Ecosyste.ms: Awesome

An open API service indexing awesome lists of open source software.

Awesome Lists | Featured Topics | Projects

https://github.com/benhoyt/counter

Fast hash table for counting short strings in Go
https://github.com/benhoyt/counter

Last synced: 29 days ago
JSON representation

Fast hash table for counting short strings in Go

Awesome Lists containing this project

README

        

**[See update below about `map[string]*int`](#update).**

**Note: I didn't intend this code for real use, and haven't tested it thoroughly or anything. Consider it alpha. Feel free to use the ideas, but probably don't use it as is in production.**

Fast hash table for counting short strings in Go. Seems to be almost twice as fast for counting unique words in a text file:

```
$ ./test.sh
Testing map output against baseline
Testing counter output against baseline
Benchmarking map version

real 0m0.785s
user 0m0.835s
sys 0m0.037s

real 0m0.776s
user 0m0.842s
sys 0m0.021s
...
real 0m0.778s
user 0m0.839s
sys 0m0.025s

real 0m0.770s
user 0m0.837s
sys 0m0.017s

real 0m0.772s
user 0m0.815s
sys 0m0.046s
Benchmarking counter version

real 0m0.424s
user 0m0.404s
sys 0m0.028s

real 0m0.443s
user 0m0.435s
sys 0m0.016s

real 0m0.434s
user 0m0.406s
sys 0m0.036s

real 0m0.432s
user 0m0.400s
sys 0m0.040s

real 0m0.439s
user 0m0.415s
sys 0m0.032s
```

There are also these micro-benchmark results against three main variants:

1) Counter: use the `counter.Counter` type, whose `Inc` method takes a `[]byte`.
2) MapBytes: have the words come in as `[]byte`, which is how you'd get them from a read operation. This is slower because they have to be converted to string before inserting into the map (you can't have a map with a slice key type).
3) MapString: have the words come in as `string`. This is much faster, but also not realistic, because when reading a file you'll be getting `[]byte`.

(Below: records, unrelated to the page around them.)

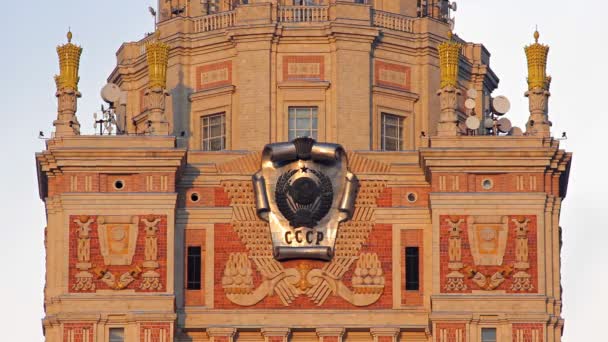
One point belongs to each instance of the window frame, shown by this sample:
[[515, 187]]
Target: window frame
[[313, 116], [205, 143], [200, 268]]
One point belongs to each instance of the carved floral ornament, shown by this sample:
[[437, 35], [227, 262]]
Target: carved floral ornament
[[117, 238], [487, 236], [303, 193]]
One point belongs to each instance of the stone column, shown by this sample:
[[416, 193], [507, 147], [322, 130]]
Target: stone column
[[330, 334], [67, 89], [449, 59], [221, 334], [538, 89], [275, 334], [385, 334]]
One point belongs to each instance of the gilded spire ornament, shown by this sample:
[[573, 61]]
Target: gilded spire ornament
[[538, 89], [449, 57], [537, 63], [157, 54], [69, 62], [67, 89]]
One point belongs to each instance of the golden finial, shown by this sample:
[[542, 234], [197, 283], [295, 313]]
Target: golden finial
[[537, 63], [69, 62], [449, 58], [157, 54]]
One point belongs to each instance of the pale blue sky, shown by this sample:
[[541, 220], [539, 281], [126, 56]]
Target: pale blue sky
[[577, 61]]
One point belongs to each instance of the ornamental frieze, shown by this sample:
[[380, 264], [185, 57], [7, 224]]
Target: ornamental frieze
[[117, 253]]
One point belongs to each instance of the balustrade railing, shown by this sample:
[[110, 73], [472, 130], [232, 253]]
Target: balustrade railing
[[214, 21], [301, 14], [393, 21]]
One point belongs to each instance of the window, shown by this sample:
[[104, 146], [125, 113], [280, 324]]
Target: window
[[214, 132], [302, 122], [117, 334], [488, 334], [193, 281], [392, 132], [412, 275]]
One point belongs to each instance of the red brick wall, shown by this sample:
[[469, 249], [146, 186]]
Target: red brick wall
[[155, 330], [77, 182], [227, 241], [78, 330], [451, 329], [138, 258], [412, 238], [398, 197], [195, 237], [405, 71], [509, 257], [527, 329], [287, 60], [210, 68]]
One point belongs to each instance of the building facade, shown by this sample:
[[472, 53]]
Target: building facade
[[397, 222]]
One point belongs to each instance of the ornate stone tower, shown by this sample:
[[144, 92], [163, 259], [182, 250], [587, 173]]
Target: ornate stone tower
[[302, 171]]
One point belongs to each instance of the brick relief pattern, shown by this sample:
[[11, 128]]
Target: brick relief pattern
[[155, 332], [461, 274], [298, 68], [392, 75], [77, 332], [214, 75], [89, 270], [244, 245], [451, 332], [527, 332]]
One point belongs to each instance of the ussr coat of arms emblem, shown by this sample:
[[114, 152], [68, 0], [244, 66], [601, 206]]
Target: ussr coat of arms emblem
[[304, 190]]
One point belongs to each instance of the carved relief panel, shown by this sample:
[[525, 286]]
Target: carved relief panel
[[488, 253], [117, 252]]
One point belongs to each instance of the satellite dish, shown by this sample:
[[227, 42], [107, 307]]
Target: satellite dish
[[472, 93], [504, 125], [516, 131], [488, 123], [472, 122], [469, 104], [110, 93], [500, 105]]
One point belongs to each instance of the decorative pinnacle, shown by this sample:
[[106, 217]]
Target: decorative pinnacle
[[537, 64], [449, 58]]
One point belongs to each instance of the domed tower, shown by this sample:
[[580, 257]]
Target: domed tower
[[305, 170]]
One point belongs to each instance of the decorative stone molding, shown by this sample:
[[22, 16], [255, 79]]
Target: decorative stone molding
[[117, 238], [488, 239]]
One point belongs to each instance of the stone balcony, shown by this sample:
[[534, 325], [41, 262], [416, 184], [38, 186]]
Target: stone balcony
[[249, 16]]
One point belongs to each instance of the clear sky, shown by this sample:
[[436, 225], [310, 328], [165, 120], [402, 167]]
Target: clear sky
[[575, 30]]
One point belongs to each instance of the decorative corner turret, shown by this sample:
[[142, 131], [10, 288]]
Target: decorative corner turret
[[67, 89], [538, 88], [157, 54], [449, 57]]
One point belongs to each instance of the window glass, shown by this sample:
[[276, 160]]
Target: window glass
[[412, 272], [117, 334], [392, 132], [213, 129], [488, 334], [194, 268], [303, 122]]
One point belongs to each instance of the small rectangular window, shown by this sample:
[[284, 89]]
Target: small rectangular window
[[117, 334], [213, 132], [193, 281], [303, 122], [488, 334], [392, 132], [412, 275]]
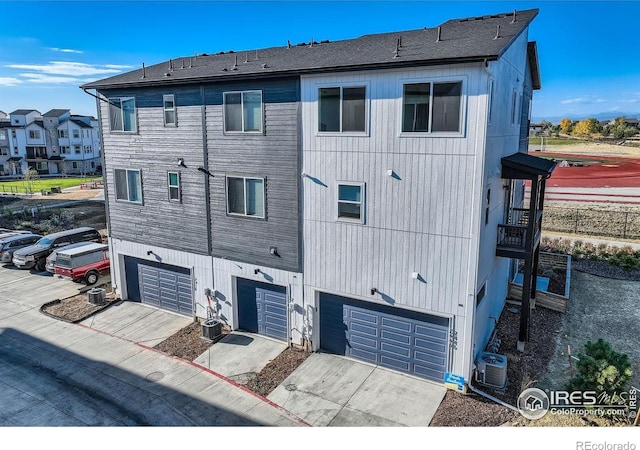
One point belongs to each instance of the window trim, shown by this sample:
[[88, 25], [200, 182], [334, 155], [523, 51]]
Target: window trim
[[434, 80], [341, 86], [264, 196], [362, 202], [173, 109], [224, 112], [115, 180], [135, 115], [178, 187]]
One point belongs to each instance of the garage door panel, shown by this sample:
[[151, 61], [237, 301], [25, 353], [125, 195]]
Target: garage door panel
[[402, 340]]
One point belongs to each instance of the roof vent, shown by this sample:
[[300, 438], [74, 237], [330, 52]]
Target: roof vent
[[497, 36]]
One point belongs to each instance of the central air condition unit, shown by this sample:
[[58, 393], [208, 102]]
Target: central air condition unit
[[491, 370]]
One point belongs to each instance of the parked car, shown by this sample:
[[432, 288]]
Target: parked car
[[9, 244], [84, 263], [35, 256], [51, 259]]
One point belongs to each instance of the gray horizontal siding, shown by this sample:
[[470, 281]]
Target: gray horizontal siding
[[274, 156]]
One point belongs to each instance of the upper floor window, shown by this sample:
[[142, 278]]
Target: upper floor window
[[122, 114], [245, 196], [173, 180], [243, 112], [431, 107], [169, 107], [351, 201], [128, 185], [342, 109]]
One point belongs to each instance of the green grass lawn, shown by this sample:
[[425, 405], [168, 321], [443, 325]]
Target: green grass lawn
[[47, 183]]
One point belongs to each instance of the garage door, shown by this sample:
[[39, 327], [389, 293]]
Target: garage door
[[262, 308], [162, 285], [402, 340]]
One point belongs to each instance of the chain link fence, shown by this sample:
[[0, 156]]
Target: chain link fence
[[593, 222]]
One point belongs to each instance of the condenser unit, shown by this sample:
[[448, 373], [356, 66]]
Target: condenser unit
[[491, 370]]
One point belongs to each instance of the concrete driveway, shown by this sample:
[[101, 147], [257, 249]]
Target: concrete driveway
[[329, 390]]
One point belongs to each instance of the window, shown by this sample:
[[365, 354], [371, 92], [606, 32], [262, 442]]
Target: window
[[243, 112], [431, 107], [128, 185], [350, 202], [173, 180], [169, 106], [122, 114], [342, 109], [245, 196]]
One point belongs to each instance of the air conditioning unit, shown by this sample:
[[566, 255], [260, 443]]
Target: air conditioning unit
[[491, 370]]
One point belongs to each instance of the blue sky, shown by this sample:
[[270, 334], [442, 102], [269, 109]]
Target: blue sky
[[589, 51]]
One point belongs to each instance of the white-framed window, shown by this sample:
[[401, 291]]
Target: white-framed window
[[432, 107], [122, 114], [351, 201], [514, 113], [173, 182], [128, 185], [169, 108], [243, 112], [246, 197], [342, 109]]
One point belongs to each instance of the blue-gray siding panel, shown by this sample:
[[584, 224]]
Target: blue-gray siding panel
[[402, 340], [262, 308], [161, 285]]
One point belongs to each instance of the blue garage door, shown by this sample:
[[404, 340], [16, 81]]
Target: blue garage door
[[262, 308], [162, 285], [402, 340]]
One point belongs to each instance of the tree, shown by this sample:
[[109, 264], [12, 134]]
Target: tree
[[601, 369], [565, 126]]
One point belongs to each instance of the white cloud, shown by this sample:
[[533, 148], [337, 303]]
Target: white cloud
[[49, 79], [66, 68], [65, 50], [9, 81]]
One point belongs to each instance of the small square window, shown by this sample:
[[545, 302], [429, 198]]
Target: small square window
[[169, 108], [351, 202], [245, 196], [173, 181], [128, 185], [243, 112]]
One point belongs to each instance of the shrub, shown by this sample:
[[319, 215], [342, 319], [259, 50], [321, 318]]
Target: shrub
[[601, 369]]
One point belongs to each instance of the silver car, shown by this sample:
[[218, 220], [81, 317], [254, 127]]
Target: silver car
[[10, 244]]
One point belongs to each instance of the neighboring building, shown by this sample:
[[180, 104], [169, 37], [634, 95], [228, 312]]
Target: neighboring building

For each variant, there's a "mostly-unique" and a "non-unique" version. The mostly-unique one inserts 10,000 random strings, which will mean approximately 10,000 insert operations. The non-unique version uses 1000 random strings but does it 10 times, so it will be 1000 insert and 9000 update operations.

```
$ go test -bench=.
goos: linux
goarch: amd64
pkg: github.com/benhoyt/counter
cpu: Intel(R) Core(TM) i7-6700HQ CPU @ 2.60GHz
BenchmarkMostlyUniqueCounter-8 3282 335023 ns/op
BenchmarkNonUniqueCounter-8 6165 189510 ns/op
BenchmarkMostlyUniqueMapBytes-8 1286 784230 ns/op
BenchmarkNonUniqueMapBytes-8 2073 490583 ns/op
BenchmarkMostlyUniqueMapString-8 2982 413664 ns/op
BenchmarkNonUniqueMapString-8 5697 186769 ns/op
PASS
ok github.com/benhoyt/counter 11.916s
```

## Update

Martin Moehrmann on the Gophers slack #performance channel showed me you could use a `map[string]*int` to avoid an allocation/copy on every increment, and only on new insertions (just like `Counter` does). Benchmarks:

```
BenchmarkMostlyUniqueMapPointerBytes-8 2624 465474 ns/op
BenchmarkNonUniqueMapPointerBytes-8 5240 230295 ns/op
```

I think this is fast enough / close enough to the `Counter` version and so `Counter` probably isn't worth it. Well, it's still good to know it's easy to create your own hash table if you need to. It was fun while it lasted!